Song Qingshu bit his lip and tried to force clarity into his mind. Perhaps it was the nearness of death — his thoughts moved faster than usual. Everything he had tried before had already failed; no point revisiting it. The only remaining hope was the wall in front of him.
He gathered his concentration and turned back to the tadpoles, tracing their movements. But within moments his spirit sank. There were countless thousands of them. Threading hundreds of acupoints across his entire body into a single unbroken circuit — how could that possibly be done quickly?

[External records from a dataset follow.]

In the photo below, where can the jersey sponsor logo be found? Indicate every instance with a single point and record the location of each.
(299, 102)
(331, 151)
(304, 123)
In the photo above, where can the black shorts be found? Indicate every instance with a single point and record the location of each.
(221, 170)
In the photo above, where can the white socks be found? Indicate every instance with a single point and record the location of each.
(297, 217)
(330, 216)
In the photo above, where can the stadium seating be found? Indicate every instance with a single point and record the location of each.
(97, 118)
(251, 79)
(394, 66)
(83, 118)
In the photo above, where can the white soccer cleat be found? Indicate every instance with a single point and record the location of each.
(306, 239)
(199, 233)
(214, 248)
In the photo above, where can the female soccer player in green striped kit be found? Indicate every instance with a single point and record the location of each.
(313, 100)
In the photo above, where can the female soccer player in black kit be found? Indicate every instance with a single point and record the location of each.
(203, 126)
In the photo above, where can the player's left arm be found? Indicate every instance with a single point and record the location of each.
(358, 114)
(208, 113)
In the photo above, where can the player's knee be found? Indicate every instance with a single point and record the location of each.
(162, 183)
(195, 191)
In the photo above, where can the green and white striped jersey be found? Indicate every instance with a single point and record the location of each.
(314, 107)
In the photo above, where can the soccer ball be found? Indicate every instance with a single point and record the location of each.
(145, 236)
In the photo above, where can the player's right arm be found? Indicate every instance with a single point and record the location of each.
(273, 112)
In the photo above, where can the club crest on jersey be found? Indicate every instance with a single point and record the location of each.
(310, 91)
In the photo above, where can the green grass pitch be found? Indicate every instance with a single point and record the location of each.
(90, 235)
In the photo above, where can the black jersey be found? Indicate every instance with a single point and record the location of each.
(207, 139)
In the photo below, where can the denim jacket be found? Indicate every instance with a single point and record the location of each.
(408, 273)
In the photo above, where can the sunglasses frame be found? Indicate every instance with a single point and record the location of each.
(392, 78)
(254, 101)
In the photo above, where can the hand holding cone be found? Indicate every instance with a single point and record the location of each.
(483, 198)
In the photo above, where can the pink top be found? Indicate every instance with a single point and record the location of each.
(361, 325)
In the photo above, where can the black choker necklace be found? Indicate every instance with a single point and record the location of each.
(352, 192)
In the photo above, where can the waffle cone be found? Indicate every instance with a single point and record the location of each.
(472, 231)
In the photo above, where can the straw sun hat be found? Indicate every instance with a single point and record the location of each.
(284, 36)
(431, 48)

In the original novel, the Long and Mu Island Masters had spent their entire lives studying this wall and never achieved it. Even Shi Potian, stumbling through without going astray, had taken over three months to link all his acupoints into a unified whole. Song Qingshu’s understanding and cultivation were far beyond that blunt young man’s — perhaps he could do it in less time — but even so, with this many tadpoles to work through, ten days to a fortnight would be the minimum. And ten days was ten days more than he had.
The more urgently he pressed, the slower the progress. After several wrong attempts in sequence, Song Qingshu finally let go. ‘If I have to wait until I’ve mastered this Scripture before the poison is beaten, I’ll have died a hundred times over — eighty at the very least.’